Merely writing yes/approved and affixing signature by CIT is not proper satisfaction

Merely writing yes/approved and affixing signature by CIT is not proper satisfaction for a fit case for re-opening u/s 147 and issue of notice u/s 148

Merely writing “yes” or “approved” and affixing signature by the Commissioner of Income Tax (CIT) was not the required/proper satisfied for a fit case for re-opening u/s 147 by the issue of notice under section 148-ITAT Delhi.

Case Law Details:
ITA No. 5311/Del/2013  and Cross Objection No. 42/Del/2014 Assessment Year: 2000-01
Income Tax Officer vs. M/s GA Buildcon Private Limited

Date of Order/Judgment: 07/04/2016

Brief Facts of the Case:

On the basis of information received from Investigation Wing of the Income Tax Department that the assessee company was involved in receiving accommodation entries and after analysis of the Bank Statement of the assessee obtained from the Corporation bank, the Assessing Officer (AO) recorded the reasons thereof and issued notice u/s. 148 of the I.T. Act to reopen the case. Thereafter, the AO after considering the submissions and material available on record made various additions and completed the assessment u/s. 143(3)/147.
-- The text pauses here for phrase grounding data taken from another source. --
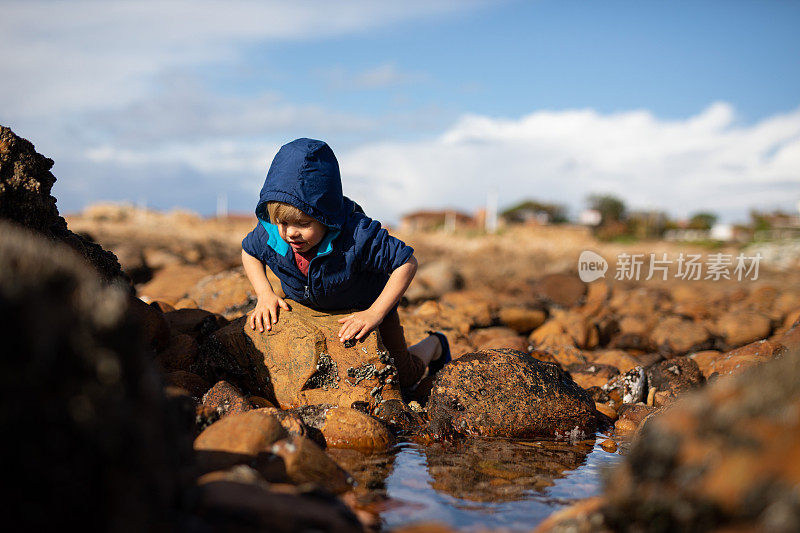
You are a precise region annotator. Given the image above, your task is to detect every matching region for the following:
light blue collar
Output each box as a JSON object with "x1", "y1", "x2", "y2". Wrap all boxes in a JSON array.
[{"x1": 259, "y1": 220, "x2": 339, "y2": 258}]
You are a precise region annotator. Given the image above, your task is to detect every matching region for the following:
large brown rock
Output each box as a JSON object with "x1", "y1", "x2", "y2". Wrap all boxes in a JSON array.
[
  {"x1": 0, "y1": 222, "x2": 190, "y2": 530},
  {"x1": 426, "y1": 349, "x2": 597, "y2": 439},
  {"x1": 197, "y1": 302, "x2": 402, "y2": 410},
  {"x1": 645, "y1": 357, "x2": 704, "y2": 396},
  {"x1": 497, "y1": 306, "x2": 546, "y2": 334},
  {"x1": 0, "y1": 126, "x2": 123, "y2": 282},
  {"x1": 597, "y1": 348, "x2": 800, "y2": 532},
  {"x1": 139, "y1": 264, "x2": 210, "y2": 304},
  {"x1": 405, "y1": 260, "x2": 463, "y2": 302}
]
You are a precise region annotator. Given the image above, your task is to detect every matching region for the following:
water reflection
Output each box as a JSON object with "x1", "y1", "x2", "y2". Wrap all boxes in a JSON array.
[{"x1": 329, "y1": 434, "x2": 623, "y2": 532}]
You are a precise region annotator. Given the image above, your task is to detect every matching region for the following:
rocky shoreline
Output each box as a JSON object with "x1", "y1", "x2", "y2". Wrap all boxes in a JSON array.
[{"x1": 3, "y1": 125, "x2": 799, "y2": 531}]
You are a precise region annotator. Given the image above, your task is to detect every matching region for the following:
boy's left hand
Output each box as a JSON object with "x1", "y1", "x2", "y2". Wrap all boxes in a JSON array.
[{"x1": 337, "y1": 309, "x2": 383, "y2": 343}]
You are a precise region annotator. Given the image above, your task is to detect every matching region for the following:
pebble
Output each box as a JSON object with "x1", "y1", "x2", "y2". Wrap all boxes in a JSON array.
[{"x1": 600, "y1": 439, "x2": 618, "y2": 453}]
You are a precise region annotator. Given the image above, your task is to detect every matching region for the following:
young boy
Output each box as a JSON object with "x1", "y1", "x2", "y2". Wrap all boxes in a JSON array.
[{"x1": 241, "y1": 138, "x2": 450, "y2": 388}]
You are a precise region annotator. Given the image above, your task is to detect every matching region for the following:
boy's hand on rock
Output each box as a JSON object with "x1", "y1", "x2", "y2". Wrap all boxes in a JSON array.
[
  {"x1": 337, "y1": 309, "x2": 382, "y2": 343},
  {"x1": 250, "y1": 294, "x2": 290, "y2": 332}
]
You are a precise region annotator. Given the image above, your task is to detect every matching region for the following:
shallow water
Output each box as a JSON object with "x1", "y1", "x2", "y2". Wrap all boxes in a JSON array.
[{"x1": 329, "y1": 432, "x2": 624, "y2": 531}]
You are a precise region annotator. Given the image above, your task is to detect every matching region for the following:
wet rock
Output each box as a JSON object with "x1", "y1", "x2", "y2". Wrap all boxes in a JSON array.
[
  {"x1": 497, "y1": 306, "x2": 546, "y2": 334},
  {"x1": 533, "y1": 272, "x2": 586, "y2": 308},
  {"x1": 614, "y1": 404, "x2": 658, "y2": 434},
  {"x1": 651, "y1": 316, "x2": 713, "y2": 356},
  {"x1": 193, "y1": 409, "x2": 288, "y2": 478},
  {"x1": 196, "y1": 303, "x2": 402, "y2": 409},
  {"x1": 372, "y1": 398, "x2": 425, "y2": 434},
  {"x1": 202, "y1": 381, "x2": 252, "y2": 418},
  {"x1": 595, "y1": 402, "x2": 618, "y2": 421},
  {"x1": 603, "y1": 366, "x2": 647, "y2": 404},
  {"x1": 688, "y1": 350, "x2": 722, "y2": 378},
  {"x1": 600, "y1": 439, "x2": 618, "y2": 453},
  {"x1": 567, "y1": 363, "x2": 620, "y2": 390},
  {"x1": 646, "y1": 357, "x2": 704, "y2": 396},
  {"x1": 0, "y1": 126, "x2": 124, "y2": 282},
  {"x1": 316, "y1": 406, "x2": 395, "y2": 451},
  {"x1": 714, "y1": 309, "x2": 772, "y2": 349},
  {"x1": 600, "y1": 348, "x2": 800, "y2": 533},
  {"x1": 186, "y1": 267, "x2": 256, "y2": 319},
  {"x1": 156, "y1": 333, "x2": 199, "y2": 371},
  {"x1": 427, "y1": 349, "x2": 597, "y2": 439},
  {"x1": 271, "y1": 435, "x2": 353, "y2": 494},
  {"x1": 0, "y1": 222, "x2": 190, "y2": 530}
]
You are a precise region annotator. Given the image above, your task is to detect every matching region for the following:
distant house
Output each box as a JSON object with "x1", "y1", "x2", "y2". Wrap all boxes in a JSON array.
[{"x1": 400, "y1": 210, "x2": 476, "y2": 232}]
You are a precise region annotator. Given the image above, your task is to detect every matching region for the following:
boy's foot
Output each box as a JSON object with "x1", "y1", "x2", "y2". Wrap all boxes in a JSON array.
[{"x1": 426, "y1": 331, "x2": 451, "y2": 376}]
CIT(A), on the appeal of the assessee challenging the validity of reassessment as well as the additions, partly allowed the appeal by deleting the additions in dispute.

Against CIT(A) order, both Revenue and the assessee approached the ITAT.  Revenue was against the deletion of additions and Assessee filed Cross Objection challenging the legal issue of reopening of assessment.

ITAT relied on ITO vs. M/s NC Cables observed that:

That AO had not applied his mind so as to come to an independent conclusion that he has reason to believe that income has escaped during the year. Reasons were vague and not based on any tangible material and not acceptable in the eyes of law.

That the Addl. CIT had written “As proposed Approved” only which established that he has not recorded proper satisfaction/approval, before issue of notice u/s. 148.

Excerpts from ITAT Judgment:

A simple reading of the provisions of Sec. 151(1) with the proviso clearly show that no such notice shall be issued unless the Commissioner is satisfied on the reasons recorded by the AO that it is a fit case for the issue of notice which means that the satisfaction of the Commissioner is paramount for which the least that is expected from the Commissioner is application of mind and due diligence before according sanction to the reasons recorded by the AO. In the present case, the order sheet which is placed on record show that the Commissioner has simply affixed “approved” at the bottom of the note sheet prepared by the ITO technical. Nowhere the CIT has recorded his satisfaction. In the case before the Hon’ble Supreme Court (supra) that on AO’s report the Commissioner against the question “whether the Commissioner is satisfied that it is a fit case for the issue of notice under section 148 merely noted “Yes” and affixed his signature there under. On these facts, the Hon’bIe Supreme Court observed that the important safeguards provided in sections 147 and 151 were lightly treated by the officer and the Commissioner.

In the light of the above mentioned reasons, in our considerate view, Section 147 and 148 are charter to the Revenue to reopen earlier assessments and are, therefore protected by safeguards against unnecessary harassment of the assessee. They are sword for the Revenue and shield for the assessee. Section 151 guards that the sword of Sec. 147 may not be used unless a superior officer is satisfied that the AO has good and adequate reasons to invoke the provisions of Sec. 147. The superior authority has to examine the reasons, material or grounds and to judge whether they are sufficient and adequate to the formation of the necessary belief on the part of the assessing officer. If, after applying his mind and also recording his reasons, howsoever briefly, the Commissioner is of the opinion that the AO’s belief is well reasoned and bonafide, he is to accord his sanction to the issue of notice u/s. 148 of the Act. In the instant case, we find from the perusal of the order sheet which is on record, the Commissioner has simply put “approved” and signed the report thereby giving sanction to the AO. Nowhere the Commissioner has recorded a satisfaction note not even in brief. Therefore, it cannot be said that the Commissioner has accorded sanction after applying his mind and after recording his satisfaction.